Uitspraak
GERECHTSHOF ARNHEM-LEEUWARDEN
verzoeker in het principaal hoger beroep,
Gerechtshof Arnhem-Leeuwarden
In deze zaak heeft het Gerechtshof Arnhem-Leeuwarden op 4 juli 2019 uitspraak gedaan in hoger beroep over de ontvankelijkheid van een man in zijn verzoek om een omgangsregeling met zijn biologische zoon, geboren in 2003. De man had eerder bij de rechtbank Noord-Nederland verzocht om erkenning van het kind en een omgangsregeling, maar was in zijn verzoeken niet-ontvankelijk verklaard. De rechtbank oordeelde dat er onvoldoende sprake was van 'family life' tussen de man en het kind, wat essentieel is voor de ontvankelijkheid in een verzoek tot omgang. De vrouw, de moeder van het kind, betwistte de aanwezigheid van 'family life' en voerde aan dat de man nauwelijks contact had gehad met het kind.

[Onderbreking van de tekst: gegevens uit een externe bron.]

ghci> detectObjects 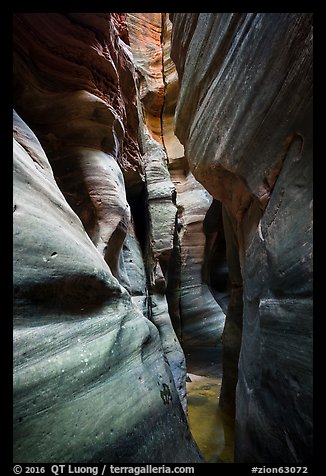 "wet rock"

Tijdens de mondelinge behandeling heeft het hof de feiten en omstandigheden rondom de relatie tussen de man en het kind onderzocht. Het hof concludeerde dat de man, ondanks zijn biologische vaderschap, onvoldoende bijkomende omstandigheden had gesteld die de conclusie rechtvaardigden dat er sprake was van 'family life'. De man had het kind in de eerste jaren van zijn leven niet erkend en had slechts sporadisch contact met hem gehad. Bovendien had het kind, inmiddels zestien jaar oud, ernstige bezwaren geuit tegen omgang met zijn vader.

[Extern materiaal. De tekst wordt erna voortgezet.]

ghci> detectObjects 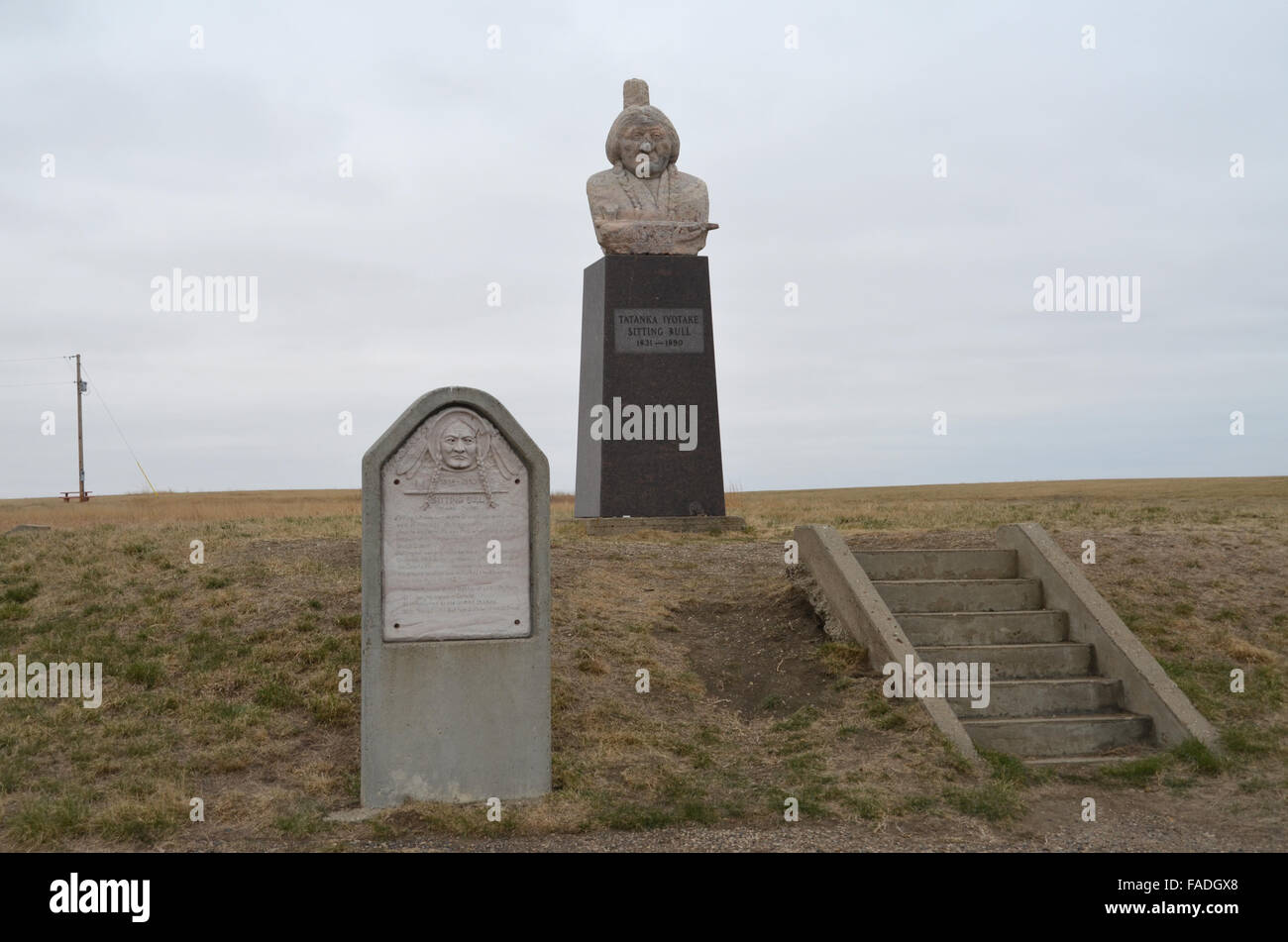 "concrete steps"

Het hof heeft de bestreden beschikking van de rechtbank vernietigd en de man niet-ontvankelijk verklaard in zijn verzoek om een omgangsregeling. De beslissing benadrukt het belang van de mening van het kind en de noodzaak voor de verzoeker om voldoende bewijs te leveren van een nauwe persoonlijke relatie met het kind.